Automated and self-cleaning WebCrawler
F
Fireflies
To enhance our AI agent's capabilities, we need an automated and self-cleaning WebCrawler. This WebCrawler should run at a certain frequency, automatically adding new URLs and removing those no longer present on the sitemap. This feature would ensure our AI agent has the most up-to-date information, improving its efficiency and accuracy.
Milou Wolsing
Merged in a post:
Automatically crawl URL's
F
Freek Vermolen
I would like to automatically crawl my URL's in the Web Crawler
W
Wouter Rosekrans
It would be nice if it was possible to set the frequency with which this update runs. For our situation, it would be ideal if the web crawler could compare the sitemap of the most recent crawl with the current sitemap and then only the changes (remove pages that have been removed from the knowledge base and add new pages).
Fleur Nouwens
Hey Fireflies, thanks for your feedback! Following up on this:
- What specific frequency do you envision for the WebCrawler to run (e.g., daily, weekly)?
- Are there any specific types of URLs or content that should be prioritized or excluded by the WebCrawler?

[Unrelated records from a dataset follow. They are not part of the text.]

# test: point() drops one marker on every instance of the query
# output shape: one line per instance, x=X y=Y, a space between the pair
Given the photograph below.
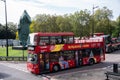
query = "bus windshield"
x=32 y=58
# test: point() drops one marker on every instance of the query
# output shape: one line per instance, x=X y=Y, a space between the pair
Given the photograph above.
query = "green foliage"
x=12 y=52
x=11 y=31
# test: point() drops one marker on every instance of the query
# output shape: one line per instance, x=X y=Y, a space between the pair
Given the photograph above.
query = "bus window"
x=54 y=57
x=85 y=53
x=32 y=58
x=44 y=41
x=55 y=40
x=96 y=51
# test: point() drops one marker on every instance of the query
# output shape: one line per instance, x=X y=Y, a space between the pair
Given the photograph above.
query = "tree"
x=102 y=19
x=80 y=22
x=63 y=23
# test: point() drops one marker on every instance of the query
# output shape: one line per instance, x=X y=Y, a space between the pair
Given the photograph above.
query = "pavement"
x=85 y=74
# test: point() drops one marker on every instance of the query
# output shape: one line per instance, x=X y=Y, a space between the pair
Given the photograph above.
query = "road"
x=18 y=71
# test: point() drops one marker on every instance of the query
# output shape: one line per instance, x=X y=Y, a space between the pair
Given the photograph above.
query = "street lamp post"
x=6 y=27
x=93 y=19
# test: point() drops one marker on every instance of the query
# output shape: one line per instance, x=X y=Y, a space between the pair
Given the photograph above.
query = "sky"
x=15 y=8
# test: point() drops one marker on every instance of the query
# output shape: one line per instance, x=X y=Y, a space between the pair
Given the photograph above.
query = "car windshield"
x=32 y=58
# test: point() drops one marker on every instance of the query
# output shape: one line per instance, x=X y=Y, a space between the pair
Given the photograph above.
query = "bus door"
x=44 y=62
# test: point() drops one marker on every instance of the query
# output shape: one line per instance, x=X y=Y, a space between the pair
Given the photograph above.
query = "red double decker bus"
x=48 y=52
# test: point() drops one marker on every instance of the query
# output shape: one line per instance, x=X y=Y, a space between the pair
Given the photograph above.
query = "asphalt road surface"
x=17 y=71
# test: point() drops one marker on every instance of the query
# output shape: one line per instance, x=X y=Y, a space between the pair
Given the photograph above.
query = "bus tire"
x=91 y=61
x=56 y=68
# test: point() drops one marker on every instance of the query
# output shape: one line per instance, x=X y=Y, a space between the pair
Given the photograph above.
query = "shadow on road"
x=3 y=76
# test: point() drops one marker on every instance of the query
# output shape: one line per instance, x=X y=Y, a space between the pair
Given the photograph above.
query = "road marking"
x=15 y=66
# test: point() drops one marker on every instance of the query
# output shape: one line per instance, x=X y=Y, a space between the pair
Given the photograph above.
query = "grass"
x=12 y=52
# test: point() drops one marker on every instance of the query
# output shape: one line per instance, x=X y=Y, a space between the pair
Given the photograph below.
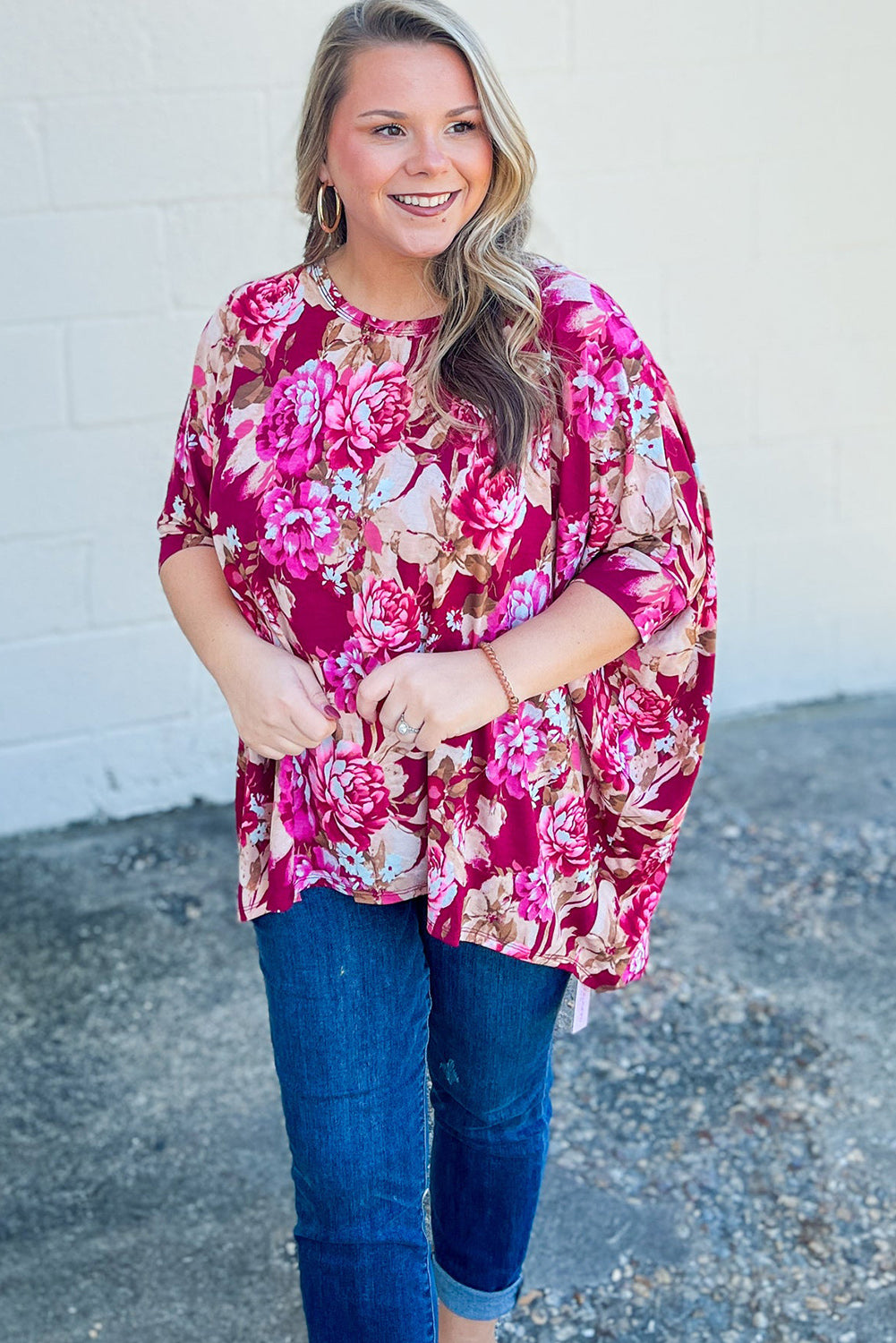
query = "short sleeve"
x=185 y=516
x=646 y=532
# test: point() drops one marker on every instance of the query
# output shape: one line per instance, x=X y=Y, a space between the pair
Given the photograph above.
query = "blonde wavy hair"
x=487 y=348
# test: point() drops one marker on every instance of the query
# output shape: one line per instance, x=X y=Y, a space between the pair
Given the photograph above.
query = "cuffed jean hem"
x=472 y=1305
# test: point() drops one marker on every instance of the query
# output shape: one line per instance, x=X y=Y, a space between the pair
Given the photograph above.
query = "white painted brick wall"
x=723 y=171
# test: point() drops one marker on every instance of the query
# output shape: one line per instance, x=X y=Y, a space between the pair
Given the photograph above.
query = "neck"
x=387 y=287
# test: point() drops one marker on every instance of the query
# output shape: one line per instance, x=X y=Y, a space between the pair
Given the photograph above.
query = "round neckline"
x=340 y=304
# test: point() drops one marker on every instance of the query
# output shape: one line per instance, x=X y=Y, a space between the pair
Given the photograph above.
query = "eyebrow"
x=402 y=115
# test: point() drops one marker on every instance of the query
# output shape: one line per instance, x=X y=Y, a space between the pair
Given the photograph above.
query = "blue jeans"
x=362 y=998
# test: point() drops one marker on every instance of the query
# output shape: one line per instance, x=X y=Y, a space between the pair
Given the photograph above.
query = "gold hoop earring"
x=328 y=228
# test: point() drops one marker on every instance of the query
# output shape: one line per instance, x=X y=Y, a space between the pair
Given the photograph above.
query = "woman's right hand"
x=276 y=701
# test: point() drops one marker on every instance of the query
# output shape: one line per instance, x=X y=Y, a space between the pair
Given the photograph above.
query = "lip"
x=426 y=211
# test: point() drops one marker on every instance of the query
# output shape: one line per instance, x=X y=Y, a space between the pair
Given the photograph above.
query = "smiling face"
x=407 y=125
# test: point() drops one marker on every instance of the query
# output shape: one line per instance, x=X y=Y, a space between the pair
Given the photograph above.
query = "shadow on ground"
x=723 y=1154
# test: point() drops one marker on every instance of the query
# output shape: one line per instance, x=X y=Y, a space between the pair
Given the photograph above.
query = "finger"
x=371 y=689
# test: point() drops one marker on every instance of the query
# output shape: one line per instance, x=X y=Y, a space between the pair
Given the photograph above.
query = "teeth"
x=426 y=201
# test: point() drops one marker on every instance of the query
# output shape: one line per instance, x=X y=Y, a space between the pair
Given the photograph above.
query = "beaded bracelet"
x=491 y=654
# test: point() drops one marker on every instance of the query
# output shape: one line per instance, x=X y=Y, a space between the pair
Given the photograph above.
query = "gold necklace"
x=340 y=295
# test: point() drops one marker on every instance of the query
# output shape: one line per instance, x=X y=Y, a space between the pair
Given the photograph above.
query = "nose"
x=427 y=155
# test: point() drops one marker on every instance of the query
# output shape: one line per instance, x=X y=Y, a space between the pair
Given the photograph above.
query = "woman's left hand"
x=442 y=693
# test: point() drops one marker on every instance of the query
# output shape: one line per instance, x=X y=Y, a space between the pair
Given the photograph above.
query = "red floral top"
x=352 y=526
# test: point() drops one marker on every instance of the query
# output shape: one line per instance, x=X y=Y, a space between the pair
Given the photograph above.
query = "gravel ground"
x=723 y=1157
x=739 y=1103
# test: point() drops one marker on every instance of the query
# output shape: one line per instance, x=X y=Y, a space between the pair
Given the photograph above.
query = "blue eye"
x=394 y=125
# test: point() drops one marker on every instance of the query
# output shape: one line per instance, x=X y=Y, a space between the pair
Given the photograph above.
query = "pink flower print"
x=365 y=414
x=386 y=617
x=191 y=449
x=638 y=959
x=622 y=338
x=571 y=537
x=533 y=892
x=298 y=528
x=344 y=672
x=289 y=430
x=349 y=791
x=519 y=744
x=565 y=835
x=636 y=918
x=595 y=389
x=490 y=509
x=646 y=712
x=602 y=520
x=265 y=309
x=294 y=800
x=525 y=596
x=440 y=880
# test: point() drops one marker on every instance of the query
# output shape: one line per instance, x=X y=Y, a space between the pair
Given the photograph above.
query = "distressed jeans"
x=367 y=1010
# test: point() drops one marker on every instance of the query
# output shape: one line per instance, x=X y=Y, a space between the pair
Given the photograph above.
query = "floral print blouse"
x=354 y=526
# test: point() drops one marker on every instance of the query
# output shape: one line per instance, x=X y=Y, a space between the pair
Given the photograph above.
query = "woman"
x=434 y=526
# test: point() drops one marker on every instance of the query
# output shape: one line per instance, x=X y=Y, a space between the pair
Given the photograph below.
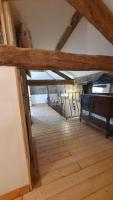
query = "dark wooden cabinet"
x=101 y=105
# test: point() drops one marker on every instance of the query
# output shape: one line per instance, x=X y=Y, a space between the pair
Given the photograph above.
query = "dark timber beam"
x=74 y=22
x=49 y=82
x=98 y=14
x=35 y=59
x=62 y=74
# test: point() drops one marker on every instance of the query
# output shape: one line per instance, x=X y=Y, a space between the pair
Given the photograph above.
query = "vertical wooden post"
x=9 y=28
x=3 y=26
x=9 y=39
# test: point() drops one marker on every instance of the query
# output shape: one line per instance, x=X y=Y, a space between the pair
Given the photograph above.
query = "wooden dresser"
x=101 y=105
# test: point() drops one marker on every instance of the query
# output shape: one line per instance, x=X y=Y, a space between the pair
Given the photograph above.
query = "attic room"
x=56 y=103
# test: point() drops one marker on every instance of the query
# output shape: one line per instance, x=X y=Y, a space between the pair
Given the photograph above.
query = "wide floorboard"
x=75 y=160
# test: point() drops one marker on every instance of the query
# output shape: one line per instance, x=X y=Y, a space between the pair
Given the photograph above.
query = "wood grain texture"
x=50 y=82
x=75 y=160
x=16 y=193
x=62 y=74
x=36 y=59
x=98 y=14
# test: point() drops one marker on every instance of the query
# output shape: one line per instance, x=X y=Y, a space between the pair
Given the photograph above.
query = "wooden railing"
x=67 y=104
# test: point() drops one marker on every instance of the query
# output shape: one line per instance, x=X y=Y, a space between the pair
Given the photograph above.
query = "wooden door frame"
x=9 y=39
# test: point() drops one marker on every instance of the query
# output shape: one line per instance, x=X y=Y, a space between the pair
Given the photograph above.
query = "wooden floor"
x=75 y=160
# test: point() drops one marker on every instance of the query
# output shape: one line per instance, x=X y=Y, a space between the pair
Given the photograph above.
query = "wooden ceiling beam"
x=35 y=59
x=74 y=22
x=61 y=74
x=49 y=82
x=98 y=14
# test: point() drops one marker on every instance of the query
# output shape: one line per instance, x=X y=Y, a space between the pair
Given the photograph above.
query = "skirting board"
x=15 y=193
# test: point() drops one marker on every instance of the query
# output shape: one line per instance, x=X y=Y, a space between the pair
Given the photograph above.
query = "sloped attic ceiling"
x=48 y=19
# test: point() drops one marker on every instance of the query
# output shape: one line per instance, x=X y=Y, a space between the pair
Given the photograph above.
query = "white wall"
x=13 y=166
x=47 y=20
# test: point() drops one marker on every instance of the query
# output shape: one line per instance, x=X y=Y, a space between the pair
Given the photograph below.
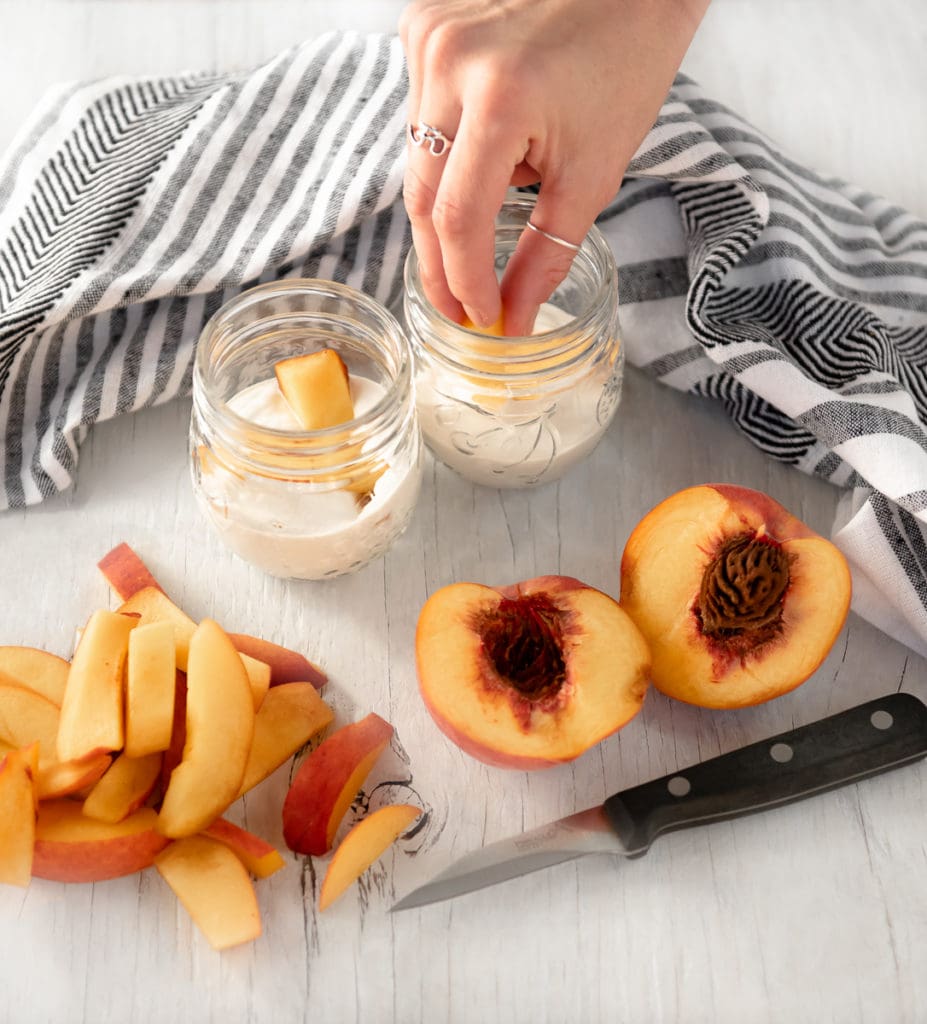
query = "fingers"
x=471 y=193
x=424 y=170
x=539 y=264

- How should the WebCrawler handle URLs that are temporarily unavailable or return errors?
F
Freek Vermolen
I think ones a day and mayve max 5 urls
Fleur Nouwens
Hey Freek Vermolen, thanks for your feedback! Following up on this:
- What specific types of URLs do you want the crawler to target?
- How frequently would you like the URLs to be crawled?
- Are there any specific data points or information you want to extract from the crawled URLs?